How we interpret Tahlequah’s message and what we choose to do with it is another way the whales reflect humans back at ourselves.  If we do nothing following this tragedy, what does that say about us?  Do we create change to prevent the extinction of the Southern Resident community, our fellow inhabitants on Earth, or do we continue with the “status quo,” which is leading to their demise?

We know why the Southern Residents are struggling to survive – they don’t have enough food, their waters are polluted, and their urban home is filled with noise.  An oil spill or disease outbreak could completely decimate the small community.  We also know what we can do to help them (and will have more detailed information on that in a later post), and we must not let this tragedy fade into memory without taking action.  We cannot stop at sadness; we must turn our own grief into inspiration and action.

That is how I felt as I watched and waited for news on Tahlequah – sadness and shock as she continued to carry the body of her daughter, disbelief that she continued to carry her for so long, worry that she wasn’t eating and her own health was at risk, but renewed determination to save this unique community of orcas. 

And while I am relieved that Tahlequah appears to be on the path to healing, I am still anxious for Scarlet (J50), a young “beacon of hope” for the population and for all of those who care about them.  Efforts are underway to learn why Scarlet is ailing, and the U.S. and Canada are working together in an unprecedented attempt to treat her.  Every time a sighting is reported and it is confirmed that Scarlet is still alive, I breathe a little sigh of relief before the worry sets in again.

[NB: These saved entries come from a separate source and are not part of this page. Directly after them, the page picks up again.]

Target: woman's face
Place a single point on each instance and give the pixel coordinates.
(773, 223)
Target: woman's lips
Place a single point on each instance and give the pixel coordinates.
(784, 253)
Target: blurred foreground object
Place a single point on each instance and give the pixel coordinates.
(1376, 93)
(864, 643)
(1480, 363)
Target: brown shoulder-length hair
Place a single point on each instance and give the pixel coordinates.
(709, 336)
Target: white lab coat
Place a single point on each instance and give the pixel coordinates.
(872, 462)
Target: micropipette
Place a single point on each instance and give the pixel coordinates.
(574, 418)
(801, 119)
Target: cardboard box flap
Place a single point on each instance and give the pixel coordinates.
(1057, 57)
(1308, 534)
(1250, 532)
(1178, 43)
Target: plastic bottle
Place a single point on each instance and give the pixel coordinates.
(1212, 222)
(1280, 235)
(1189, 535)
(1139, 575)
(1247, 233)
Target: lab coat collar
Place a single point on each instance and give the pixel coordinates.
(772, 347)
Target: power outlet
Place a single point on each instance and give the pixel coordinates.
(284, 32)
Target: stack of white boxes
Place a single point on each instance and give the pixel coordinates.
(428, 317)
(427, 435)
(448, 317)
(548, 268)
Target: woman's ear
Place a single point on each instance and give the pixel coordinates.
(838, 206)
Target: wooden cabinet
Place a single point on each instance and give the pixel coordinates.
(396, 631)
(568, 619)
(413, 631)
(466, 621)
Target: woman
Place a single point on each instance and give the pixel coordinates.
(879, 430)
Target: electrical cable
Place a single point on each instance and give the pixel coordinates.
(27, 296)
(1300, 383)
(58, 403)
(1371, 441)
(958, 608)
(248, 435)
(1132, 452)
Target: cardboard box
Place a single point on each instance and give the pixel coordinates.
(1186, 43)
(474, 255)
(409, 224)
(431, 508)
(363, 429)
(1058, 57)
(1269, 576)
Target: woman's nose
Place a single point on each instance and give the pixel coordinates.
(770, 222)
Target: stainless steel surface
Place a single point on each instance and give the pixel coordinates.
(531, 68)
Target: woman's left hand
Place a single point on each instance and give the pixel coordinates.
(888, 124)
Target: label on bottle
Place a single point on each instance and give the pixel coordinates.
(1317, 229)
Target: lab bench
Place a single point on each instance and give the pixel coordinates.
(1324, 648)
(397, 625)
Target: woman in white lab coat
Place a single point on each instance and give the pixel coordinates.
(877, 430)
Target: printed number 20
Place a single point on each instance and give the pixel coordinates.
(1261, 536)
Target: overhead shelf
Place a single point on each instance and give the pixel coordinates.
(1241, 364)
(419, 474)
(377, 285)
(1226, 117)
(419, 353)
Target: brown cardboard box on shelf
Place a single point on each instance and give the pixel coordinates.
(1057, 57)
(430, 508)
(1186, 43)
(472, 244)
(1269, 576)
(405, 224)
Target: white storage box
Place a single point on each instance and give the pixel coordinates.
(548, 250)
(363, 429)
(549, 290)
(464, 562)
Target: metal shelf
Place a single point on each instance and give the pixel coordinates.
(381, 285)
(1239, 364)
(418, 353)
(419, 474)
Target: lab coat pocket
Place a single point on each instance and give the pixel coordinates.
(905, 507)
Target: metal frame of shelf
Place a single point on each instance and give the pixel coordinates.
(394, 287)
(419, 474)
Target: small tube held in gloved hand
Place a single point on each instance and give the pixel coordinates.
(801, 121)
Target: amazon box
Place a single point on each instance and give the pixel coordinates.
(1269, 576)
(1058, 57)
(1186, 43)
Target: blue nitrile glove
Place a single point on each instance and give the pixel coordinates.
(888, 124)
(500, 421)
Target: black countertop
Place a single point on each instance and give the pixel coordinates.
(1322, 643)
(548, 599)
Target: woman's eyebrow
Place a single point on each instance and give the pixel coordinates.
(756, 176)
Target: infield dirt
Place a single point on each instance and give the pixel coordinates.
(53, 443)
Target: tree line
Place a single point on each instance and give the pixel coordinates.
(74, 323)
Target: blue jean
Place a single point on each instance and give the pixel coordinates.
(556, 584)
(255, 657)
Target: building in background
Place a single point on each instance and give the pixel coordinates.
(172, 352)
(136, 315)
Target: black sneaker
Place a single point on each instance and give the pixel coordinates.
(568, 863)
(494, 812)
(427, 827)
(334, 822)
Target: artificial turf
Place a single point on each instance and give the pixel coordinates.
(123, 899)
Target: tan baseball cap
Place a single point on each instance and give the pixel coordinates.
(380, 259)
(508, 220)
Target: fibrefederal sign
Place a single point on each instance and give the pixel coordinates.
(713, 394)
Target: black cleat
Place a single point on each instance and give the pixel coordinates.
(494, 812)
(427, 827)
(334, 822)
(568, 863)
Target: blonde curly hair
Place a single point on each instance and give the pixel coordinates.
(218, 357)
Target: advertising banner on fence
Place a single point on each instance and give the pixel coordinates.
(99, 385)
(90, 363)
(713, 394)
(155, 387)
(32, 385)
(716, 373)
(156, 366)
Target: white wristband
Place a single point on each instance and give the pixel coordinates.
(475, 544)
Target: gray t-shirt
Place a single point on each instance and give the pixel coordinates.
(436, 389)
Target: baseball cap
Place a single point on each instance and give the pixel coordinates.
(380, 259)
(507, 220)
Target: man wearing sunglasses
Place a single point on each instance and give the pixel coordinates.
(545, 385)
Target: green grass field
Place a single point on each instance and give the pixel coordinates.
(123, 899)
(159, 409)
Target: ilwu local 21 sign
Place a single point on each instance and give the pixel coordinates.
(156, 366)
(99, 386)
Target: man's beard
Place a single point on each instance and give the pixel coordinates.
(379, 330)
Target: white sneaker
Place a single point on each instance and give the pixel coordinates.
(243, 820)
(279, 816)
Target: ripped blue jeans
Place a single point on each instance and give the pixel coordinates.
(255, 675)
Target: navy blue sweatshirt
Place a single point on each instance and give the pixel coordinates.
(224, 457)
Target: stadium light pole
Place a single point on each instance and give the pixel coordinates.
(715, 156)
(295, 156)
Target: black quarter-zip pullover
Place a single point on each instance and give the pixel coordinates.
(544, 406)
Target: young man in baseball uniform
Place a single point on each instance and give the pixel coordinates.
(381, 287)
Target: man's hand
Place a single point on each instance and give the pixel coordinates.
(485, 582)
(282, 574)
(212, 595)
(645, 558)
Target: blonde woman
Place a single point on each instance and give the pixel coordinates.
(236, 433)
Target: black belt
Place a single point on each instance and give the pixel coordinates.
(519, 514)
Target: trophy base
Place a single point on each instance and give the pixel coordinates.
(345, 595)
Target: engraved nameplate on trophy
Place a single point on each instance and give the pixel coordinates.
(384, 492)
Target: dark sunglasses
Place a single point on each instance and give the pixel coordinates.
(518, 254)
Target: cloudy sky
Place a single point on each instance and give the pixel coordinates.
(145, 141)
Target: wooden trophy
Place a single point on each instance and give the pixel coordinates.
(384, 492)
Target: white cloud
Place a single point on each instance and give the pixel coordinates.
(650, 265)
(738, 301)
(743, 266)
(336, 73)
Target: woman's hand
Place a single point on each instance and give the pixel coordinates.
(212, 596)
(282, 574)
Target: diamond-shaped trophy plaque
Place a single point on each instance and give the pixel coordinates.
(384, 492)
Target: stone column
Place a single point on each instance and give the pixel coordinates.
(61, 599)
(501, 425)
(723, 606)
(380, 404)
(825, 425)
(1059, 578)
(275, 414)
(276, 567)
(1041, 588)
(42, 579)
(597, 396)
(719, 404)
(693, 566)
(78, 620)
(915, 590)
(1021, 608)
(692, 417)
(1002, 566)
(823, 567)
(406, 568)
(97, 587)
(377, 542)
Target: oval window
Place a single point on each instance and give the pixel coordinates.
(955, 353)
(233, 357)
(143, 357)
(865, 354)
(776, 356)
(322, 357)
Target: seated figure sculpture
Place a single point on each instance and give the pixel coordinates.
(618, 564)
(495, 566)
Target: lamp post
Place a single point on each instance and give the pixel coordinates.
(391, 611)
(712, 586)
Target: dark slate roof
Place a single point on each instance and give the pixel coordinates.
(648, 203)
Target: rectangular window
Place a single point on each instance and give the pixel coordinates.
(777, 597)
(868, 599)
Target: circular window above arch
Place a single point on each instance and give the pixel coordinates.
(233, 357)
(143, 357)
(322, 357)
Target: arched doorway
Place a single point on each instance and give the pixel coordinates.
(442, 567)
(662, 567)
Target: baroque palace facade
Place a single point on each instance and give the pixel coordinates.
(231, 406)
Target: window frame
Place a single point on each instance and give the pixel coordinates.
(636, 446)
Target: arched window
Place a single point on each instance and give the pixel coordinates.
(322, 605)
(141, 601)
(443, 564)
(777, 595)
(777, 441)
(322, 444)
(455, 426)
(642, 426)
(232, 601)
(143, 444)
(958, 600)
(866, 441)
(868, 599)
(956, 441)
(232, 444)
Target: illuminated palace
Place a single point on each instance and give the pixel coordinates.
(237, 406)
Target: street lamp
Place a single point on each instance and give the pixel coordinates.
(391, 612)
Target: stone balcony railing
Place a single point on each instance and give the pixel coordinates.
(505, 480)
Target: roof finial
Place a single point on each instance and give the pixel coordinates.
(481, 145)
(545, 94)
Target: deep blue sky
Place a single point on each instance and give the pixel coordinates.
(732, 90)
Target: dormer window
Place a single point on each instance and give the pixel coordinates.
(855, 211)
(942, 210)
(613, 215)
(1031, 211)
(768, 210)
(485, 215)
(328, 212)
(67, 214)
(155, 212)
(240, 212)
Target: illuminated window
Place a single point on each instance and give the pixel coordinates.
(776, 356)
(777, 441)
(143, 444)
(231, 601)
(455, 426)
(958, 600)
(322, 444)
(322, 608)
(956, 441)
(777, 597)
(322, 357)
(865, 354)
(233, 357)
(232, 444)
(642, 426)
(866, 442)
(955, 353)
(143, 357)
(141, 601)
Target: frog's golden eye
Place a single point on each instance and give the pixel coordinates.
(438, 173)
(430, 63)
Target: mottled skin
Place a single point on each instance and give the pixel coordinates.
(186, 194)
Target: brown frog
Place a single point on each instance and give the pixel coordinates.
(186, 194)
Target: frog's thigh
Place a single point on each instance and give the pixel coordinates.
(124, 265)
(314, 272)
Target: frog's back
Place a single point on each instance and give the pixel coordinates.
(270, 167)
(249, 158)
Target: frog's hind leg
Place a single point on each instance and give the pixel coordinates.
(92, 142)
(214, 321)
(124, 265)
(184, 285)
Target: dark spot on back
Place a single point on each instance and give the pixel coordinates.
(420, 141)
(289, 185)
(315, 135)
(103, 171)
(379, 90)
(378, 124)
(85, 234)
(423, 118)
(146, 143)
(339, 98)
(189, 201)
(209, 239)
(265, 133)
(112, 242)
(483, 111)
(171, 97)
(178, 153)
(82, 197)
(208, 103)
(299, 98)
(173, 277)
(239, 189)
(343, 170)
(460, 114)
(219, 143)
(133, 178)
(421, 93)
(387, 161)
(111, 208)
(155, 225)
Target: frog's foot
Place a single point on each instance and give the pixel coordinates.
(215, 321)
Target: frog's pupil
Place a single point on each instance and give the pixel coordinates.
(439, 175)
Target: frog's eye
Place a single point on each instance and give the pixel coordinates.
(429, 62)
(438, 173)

While we at WDC usually try not to let our emotions overwhelm our work – we all love whales (a lot), but we rely on strong, science-based reasons to support their protection and conservation, and believe that since our actions directly impact whales and dolphins, it is our responsibility to change them – sometimes you have to let down the “walls of science.”  I sincerely appreciate hearing from everyone in our own community of supporters and followers who shared what they were thinking and feeling with us as we all followed Tahlequah’s story together, sharing in her sorrow.

Thank you for being with us in this difficult time, and we will continue to share news and updates on Scarlet and all of the Southern Resident orcas, and how you can help ensure the next baby born to their community lives in celebration, not mourned in our memories.